The banking industry has saved millions of dollars and untold hours thanks to machine learning and data science. For instance, the Contract Intelligence (COiN) platform from JP Morgan uses Natural Language Processing to process and extract vital information from over 12,000 commercial credit agreements each year (NLP). Thanks to data science, what would have required over 360,000 hours of human labor may now be finished in a matter of hours. Furthermore, to create machine learning technologies that identify and stop fraud, fintech firms like Stripe and Paypal are making significant investments in data science.

Cybersecurity:

Data science is beneficial in all industries but maybe most important in cybersecurity.
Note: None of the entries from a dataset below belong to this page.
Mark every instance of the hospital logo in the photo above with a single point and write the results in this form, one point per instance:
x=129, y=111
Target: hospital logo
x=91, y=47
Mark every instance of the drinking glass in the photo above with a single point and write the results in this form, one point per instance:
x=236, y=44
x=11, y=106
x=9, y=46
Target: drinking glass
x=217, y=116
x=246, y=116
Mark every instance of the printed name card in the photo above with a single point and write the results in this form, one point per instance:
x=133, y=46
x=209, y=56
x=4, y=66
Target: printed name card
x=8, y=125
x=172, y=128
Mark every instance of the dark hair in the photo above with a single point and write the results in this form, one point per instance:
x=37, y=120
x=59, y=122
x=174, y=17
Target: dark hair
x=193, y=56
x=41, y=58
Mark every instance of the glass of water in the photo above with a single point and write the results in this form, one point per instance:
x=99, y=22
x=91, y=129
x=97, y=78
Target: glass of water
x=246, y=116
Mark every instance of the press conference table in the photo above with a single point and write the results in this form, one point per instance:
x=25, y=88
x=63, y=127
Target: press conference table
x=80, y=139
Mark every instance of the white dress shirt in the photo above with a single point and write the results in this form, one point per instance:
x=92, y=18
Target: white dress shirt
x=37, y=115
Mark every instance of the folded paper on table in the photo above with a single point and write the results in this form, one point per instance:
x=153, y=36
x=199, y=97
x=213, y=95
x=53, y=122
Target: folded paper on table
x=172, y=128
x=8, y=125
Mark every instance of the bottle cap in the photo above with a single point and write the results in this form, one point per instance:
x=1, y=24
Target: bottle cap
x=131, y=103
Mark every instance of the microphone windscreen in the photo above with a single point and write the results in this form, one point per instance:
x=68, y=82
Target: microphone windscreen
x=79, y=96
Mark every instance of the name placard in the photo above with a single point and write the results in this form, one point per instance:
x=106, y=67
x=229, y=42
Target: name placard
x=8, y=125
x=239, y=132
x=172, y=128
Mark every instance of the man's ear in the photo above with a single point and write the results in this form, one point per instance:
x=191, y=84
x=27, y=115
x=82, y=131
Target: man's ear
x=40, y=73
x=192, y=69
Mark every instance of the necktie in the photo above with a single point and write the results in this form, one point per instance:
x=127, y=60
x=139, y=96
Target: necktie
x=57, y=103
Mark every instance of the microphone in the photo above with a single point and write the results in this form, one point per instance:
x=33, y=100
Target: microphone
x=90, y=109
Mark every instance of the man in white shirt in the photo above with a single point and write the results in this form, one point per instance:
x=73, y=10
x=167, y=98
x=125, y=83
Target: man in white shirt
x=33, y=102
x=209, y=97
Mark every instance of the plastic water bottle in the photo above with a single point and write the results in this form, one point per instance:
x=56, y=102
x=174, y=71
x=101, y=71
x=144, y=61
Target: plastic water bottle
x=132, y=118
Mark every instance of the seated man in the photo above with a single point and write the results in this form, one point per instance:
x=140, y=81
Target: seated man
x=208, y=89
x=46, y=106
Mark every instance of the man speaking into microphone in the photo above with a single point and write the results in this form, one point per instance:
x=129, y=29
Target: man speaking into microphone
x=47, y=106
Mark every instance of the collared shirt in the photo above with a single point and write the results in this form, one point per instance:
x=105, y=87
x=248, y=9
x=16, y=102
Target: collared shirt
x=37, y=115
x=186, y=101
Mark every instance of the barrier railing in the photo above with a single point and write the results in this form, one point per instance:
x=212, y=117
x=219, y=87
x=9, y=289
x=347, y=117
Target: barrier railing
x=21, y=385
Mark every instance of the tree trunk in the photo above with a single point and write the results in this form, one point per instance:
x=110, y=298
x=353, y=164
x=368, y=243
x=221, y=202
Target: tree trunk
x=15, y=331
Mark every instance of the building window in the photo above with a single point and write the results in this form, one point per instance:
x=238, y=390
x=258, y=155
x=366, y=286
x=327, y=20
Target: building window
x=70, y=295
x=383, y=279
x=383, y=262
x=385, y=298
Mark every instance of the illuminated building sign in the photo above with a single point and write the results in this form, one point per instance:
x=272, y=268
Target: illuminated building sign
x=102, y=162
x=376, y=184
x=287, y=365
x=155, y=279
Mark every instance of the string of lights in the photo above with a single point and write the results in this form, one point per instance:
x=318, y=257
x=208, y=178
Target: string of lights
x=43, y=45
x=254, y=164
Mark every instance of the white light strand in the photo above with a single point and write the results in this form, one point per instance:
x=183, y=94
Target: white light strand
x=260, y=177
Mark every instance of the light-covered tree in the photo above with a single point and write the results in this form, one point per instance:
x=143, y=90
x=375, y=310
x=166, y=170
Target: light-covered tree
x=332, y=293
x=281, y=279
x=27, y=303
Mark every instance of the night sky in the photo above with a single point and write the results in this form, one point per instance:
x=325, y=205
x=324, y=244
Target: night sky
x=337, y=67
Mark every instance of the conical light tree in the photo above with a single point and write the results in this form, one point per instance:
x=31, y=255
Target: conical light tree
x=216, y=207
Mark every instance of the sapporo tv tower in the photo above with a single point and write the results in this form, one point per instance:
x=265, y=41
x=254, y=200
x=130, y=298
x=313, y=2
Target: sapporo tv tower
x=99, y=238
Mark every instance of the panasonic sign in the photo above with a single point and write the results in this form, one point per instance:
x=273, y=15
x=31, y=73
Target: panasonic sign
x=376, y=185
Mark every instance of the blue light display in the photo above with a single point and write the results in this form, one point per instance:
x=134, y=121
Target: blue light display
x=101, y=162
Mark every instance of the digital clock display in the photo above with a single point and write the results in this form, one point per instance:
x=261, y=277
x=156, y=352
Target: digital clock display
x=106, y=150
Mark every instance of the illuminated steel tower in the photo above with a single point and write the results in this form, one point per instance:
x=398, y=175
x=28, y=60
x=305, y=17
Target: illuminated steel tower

Kaspersky Lab, an international cybersecurity firm, detects over 360,000 new samples of malware every day using data science and machine learning. Data science will allow us to detect and learn about emerging cybercrime techniques in real-time, which is essential for our safety and security in the future.

Entertainment:

Do you ever wonder how Spotify seems to know exactly what song you’re looking for? Or how does Netflix know which shows you’ll enjoy binge-watching? The music streaming service can carefully curate lists of songs based on the music genre or band you’re currently into using data science. Are you getting into cooking lately? Netflix’s data aggregator will recognize your desire for culinary inspiration and recommend relevant shows from its vast library.

In business, data and data specialists are immensely valuable. If anybody is interested in a job in data science, they should take into account the fact that critical thinking and machine learning algorithms can provide insights for making crucial business decisions.